The problem for Republicans is that this dynamic couldn’t last. Consider the latest Bloomberg Politics poll released late yesterday.
Democrat Hillary Clinton has opened up a double-digit lead nationally over Republican Donald Trump, whose negatives remain unusually high for a presidential candidate amid early indications that the Orlando terrorist attack has had little direct impact on the 2016 race.A new Bloomberg Politics national poll shows Clinton leading Trump 49 percent to 37 percent among likely voters in November’s election, with 55 percent of those polled saying they could never vote for the real-estate developer and TV personality.
Note, there are multiple factors unfolding at the same time. Clinton is starting to consolidate Democratic backing now that her party’s primaries and caucuses are over; Clinton allies have begun hitting the airwaves with effective (and for now, unanswered) ads in battleground states; and Trump has faced intense scrutiny of late over his bigoted antics.
The result is a 12-point lead for the former Secretary of State as the general election gets underway in earnest. (For context, it’s worth noting that four years ago at this time, a Bloomberg Politics poll showed President Obama ahead by 13 points. In terms of the national popular vote, he ended up winning by 4 points.)

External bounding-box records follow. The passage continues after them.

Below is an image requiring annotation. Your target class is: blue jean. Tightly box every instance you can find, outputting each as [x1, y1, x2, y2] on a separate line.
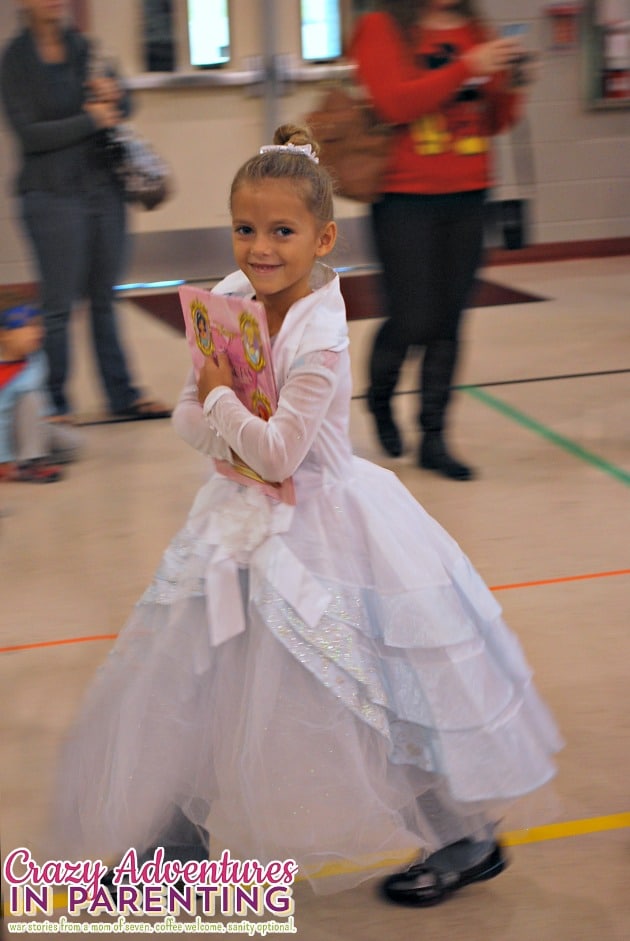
[22, 183, 139, 414]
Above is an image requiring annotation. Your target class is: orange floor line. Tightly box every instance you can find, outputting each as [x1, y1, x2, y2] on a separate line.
[0, 569, 630, 653]
[490, 569, 630, 591]
[0, 634, 118, 653]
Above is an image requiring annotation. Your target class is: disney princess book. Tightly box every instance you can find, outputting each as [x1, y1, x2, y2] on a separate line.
[179, 285, 295, 506]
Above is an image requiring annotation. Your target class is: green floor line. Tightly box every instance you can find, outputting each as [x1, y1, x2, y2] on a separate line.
[460, 386, 630, 486]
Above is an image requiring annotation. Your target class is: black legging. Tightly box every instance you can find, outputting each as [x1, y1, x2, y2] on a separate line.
[368, 190, 485, 433]
[372, 190, 485, 350]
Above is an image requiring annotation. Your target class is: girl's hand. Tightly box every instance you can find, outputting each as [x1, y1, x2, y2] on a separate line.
[197, 353, 233, 405]
[462, 39, 523, 77]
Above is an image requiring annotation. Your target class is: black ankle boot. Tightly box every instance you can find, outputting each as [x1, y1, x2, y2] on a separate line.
[418, 431, 475, 480]
[367, 389, 403, 457]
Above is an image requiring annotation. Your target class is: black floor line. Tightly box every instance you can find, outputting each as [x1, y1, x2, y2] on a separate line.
[352, 368, 630, 399]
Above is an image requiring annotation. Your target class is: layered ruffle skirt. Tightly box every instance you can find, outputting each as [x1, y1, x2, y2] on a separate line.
[57, 458, 561, 891]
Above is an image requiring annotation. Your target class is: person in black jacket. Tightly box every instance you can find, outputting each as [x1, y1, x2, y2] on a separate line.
[1, 0, 169, 420]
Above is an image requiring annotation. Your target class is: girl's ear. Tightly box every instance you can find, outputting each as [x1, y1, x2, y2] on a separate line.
[315, 222, 337, 258]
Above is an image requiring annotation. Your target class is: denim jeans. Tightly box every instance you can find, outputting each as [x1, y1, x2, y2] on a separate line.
[22, 183, 139, 414]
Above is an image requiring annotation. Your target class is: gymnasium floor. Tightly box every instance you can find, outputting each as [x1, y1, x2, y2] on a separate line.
[0, 257, 630, 941]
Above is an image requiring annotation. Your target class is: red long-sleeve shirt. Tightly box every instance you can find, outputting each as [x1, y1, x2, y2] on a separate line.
[350, 13, 519, 194]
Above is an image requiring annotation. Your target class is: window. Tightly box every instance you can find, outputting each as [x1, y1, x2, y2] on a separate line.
[143, 0, 230, 72]
[300, 0, 342, 62]
[187, 0, 230, 69]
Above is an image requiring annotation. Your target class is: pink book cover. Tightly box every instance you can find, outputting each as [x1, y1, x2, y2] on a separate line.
[179, 285, 295, 506]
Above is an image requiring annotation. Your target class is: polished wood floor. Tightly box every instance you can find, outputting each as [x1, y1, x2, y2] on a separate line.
[0, 257, 630, 941]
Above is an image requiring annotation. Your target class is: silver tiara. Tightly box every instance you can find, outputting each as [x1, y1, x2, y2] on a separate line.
[258, 144, 319, 163]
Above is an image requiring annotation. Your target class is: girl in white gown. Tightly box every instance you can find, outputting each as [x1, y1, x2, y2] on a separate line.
[60, 126, 560, 904]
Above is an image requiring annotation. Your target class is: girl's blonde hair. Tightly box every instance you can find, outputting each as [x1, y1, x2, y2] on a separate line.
[230, 124, 334, 225]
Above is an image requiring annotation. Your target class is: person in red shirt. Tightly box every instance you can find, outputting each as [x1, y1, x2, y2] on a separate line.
[351, 0, 523, 480]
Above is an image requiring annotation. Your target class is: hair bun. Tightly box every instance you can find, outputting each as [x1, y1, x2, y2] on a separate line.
[273, 124, 319, 157]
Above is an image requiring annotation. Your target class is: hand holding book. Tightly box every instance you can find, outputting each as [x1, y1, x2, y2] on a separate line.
[179, 285, 295, 505]
[197, 353, 234, 405]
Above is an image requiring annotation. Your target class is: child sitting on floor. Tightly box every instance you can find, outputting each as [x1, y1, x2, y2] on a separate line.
[0, 299, 79, 483]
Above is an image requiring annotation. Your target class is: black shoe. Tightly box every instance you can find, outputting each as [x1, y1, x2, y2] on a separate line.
[381, 843, 507, 908]
[367, 389, 403, 457]
[418, 431, 475, 480]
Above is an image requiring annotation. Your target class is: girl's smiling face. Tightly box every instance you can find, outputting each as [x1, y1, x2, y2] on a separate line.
[232, 178, 337, 326]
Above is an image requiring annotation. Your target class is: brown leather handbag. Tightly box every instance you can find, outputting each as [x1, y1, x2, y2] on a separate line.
[305, 85, 393, 203]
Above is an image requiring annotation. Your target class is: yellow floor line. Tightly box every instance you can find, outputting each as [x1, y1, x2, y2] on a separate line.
[501, 813, 630, 846]
[4, 812, 630, 918]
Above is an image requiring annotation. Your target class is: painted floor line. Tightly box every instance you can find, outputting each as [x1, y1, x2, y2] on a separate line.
[0, 569, 630, 654]
[460, 386, 630, 486]
[4, 812, 630, 917]
[0, 634, 118, 653]
[488, 569, 630, 588]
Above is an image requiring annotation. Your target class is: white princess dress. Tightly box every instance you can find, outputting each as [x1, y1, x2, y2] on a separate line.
[58, 265, 561, 891]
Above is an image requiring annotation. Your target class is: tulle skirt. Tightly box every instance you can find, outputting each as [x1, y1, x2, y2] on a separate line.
[57, 458, 561, 891]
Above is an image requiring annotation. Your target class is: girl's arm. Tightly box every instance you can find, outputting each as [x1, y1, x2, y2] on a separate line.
[203, 351, 340, 483]
[172, 369, 230, 461]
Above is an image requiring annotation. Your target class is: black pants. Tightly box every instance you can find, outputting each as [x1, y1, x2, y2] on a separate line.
[370, 190, 485, 431]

Complicating matters, a new Washington Post/ABC News poll shows a whopping 70% of Americans now have an unfavorable opinion of Trump, while only 29% have a favorable view. Both are the worst numbers the Republican has seen this year.
To be sure, Democrats shouldn’t be too pleased – Clinton’s 43% favorability rating is hardly impressive – but the party can take some comfort in the fact that Trump is the least popular major-party presidential candidate of the modern era.
As for the demographic preferences, Clinton does the worst with white men (23% favorable/75% unfavorable). Trump, meanwhile, has managed to alienate minority communities to an extraordinary degree, faring worst among African Americans (4% favorable/94% unfavorable) and Hispanics (11% favorable/89% unfavorable).
The Post/ABC poll has not yet released its horse-race results.